Artefacts as meme vehicles?

An artifact is a physical entity, a product of an agent who developed an illusion of being a subject. As such, an artifact is also a vehicle that drives another agent to have an illusion of being a subject.

If we take memes, as defined by Robert Aunger (Aunger 2002), existing only in brains, then it follows that brains are memes’ necessary substrate. In this sense, an artifact is a product of a “meme being” that can fire memes and meme complexes in brains.

If we accept the possibility that memes exist as entities outside brains, then artifacts become meme vehicles. Notations, ceramics, chairs, computers, …, become vehicles of memes and agents capable of catalyzing memes in brains. This second option leads to platonism/dualism.

This is the right place to put internet memes where they belong: they are not memes but artifacts as any other cultural artifacts as entities whose ontology rests on memes.
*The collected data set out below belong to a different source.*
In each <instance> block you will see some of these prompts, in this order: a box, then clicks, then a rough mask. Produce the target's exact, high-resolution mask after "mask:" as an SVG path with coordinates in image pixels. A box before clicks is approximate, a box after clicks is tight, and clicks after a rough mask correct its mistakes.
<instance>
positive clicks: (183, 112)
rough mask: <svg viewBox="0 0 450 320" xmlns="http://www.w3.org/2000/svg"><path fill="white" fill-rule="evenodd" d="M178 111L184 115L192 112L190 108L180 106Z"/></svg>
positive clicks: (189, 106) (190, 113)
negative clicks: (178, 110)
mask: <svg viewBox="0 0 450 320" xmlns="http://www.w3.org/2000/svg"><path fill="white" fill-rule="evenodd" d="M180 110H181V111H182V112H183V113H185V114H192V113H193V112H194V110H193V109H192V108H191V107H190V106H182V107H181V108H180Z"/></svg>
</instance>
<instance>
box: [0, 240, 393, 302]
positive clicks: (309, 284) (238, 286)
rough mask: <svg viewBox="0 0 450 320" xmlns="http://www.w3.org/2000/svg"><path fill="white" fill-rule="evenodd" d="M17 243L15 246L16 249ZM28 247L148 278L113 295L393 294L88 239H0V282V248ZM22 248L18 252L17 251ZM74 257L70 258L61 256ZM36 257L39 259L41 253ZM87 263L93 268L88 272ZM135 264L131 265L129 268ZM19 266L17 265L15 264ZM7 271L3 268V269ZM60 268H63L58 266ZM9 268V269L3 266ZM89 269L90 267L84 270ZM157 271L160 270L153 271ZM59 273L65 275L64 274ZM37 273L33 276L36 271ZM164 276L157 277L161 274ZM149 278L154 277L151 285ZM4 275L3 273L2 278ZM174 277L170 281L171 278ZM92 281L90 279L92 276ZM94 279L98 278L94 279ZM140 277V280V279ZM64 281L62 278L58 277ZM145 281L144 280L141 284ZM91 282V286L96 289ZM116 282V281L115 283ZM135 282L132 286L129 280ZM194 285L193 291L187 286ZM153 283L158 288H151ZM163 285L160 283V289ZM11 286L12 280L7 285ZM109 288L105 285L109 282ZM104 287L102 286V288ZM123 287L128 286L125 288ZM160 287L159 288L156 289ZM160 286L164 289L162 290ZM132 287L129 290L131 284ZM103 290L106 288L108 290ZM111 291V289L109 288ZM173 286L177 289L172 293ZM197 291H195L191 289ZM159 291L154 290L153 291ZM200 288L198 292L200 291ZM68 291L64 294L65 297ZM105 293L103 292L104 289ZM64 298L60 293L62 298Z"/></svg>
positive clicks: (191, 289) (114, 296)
One should thus understand the vast literature on internet memes, for instance, all essays in Post Memes: Seizing the Memes of Production  (Bown and Bristow 2019), as an investigation of artifacts, archaeology of artifacts, and not a study of memes.

However, we should also consider the third option: memes exist outside brains but are simultaneously actualized only about brains. This option “allows” some objectivity that exists outside brains but simultaneously makes that objectivity accessible for us only “with a little help of memes”.
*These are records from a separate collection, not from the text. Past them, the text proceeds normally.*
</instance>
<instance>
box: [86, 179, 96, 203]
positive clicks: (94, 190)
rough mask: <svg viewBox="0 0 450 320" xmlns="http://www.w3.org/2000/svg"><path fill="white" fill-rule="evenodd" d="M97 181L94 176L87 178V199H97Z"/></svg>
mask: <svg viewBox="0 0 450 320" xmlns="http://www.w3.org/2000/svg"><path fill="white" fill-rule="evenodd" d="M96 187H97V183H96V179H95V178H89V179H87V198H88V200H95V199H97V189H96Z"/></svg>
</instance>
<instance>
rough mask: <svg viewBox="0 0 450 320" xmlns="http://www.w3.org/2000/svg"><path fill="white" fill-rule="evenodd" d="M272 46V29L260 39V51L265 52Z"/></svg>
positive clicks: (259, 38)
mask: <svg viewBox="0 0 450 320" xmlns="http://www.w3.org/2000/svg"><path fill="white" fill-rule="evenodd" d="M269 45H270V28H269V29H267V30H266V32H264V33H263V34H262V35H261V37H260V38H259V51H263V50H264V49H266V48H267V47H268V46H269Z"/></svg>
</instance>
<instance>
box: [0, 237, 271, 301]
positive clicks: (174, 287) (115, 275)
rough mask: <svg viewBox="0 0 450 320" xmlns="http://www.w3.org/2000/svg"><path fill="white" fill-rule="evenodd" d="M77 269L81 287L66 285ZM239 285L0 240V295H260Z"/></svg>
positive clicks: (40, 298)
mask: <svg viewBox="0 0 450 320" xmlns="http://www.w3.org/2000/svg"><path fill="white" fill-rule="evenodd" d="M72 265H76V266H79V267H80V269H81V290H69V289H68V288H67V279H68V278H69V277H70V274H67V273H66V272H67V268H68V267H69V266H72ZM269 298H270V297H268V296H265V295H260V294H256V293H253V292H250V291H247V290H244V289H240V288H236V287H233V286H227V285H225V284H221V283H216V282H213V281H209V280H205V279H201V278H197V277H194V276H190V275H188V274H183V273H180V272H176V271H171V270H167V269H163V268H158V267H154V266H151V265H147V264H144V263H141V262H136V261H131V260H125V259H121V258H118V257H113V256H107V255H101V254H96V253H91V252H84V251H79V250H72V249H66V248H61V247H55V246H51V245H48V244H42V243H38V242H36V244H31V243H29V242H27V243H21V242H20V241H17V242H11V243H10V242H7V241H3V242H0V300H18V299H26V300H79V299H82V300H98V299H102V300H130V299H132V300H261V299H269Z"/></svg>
I must admit that this last option is Kantian. But why not? The difference between the second and third options is almost negligible. Nevertheless, this “almost” makes a huge difference, for it connects brains to objectivity outside brains and simultaneously allows evolution to play its role. We as humans are meme’s masters but depend on artifacts that we have no power over, even as we created. A poem is a memetic entity created by a poet. However, a poem becomes an artifact in the moment of creation. At that very moment, a poem becomes a meme vehicle even for the poet who created it. He has similar unprivileged access to that poem as any other reader.

Memes help us to give a boost both to Kant and to evolution.

Citations:

Aunger, Robert. 2002. The Electric Meme: A New Theory of How We Think. New York: Free Press.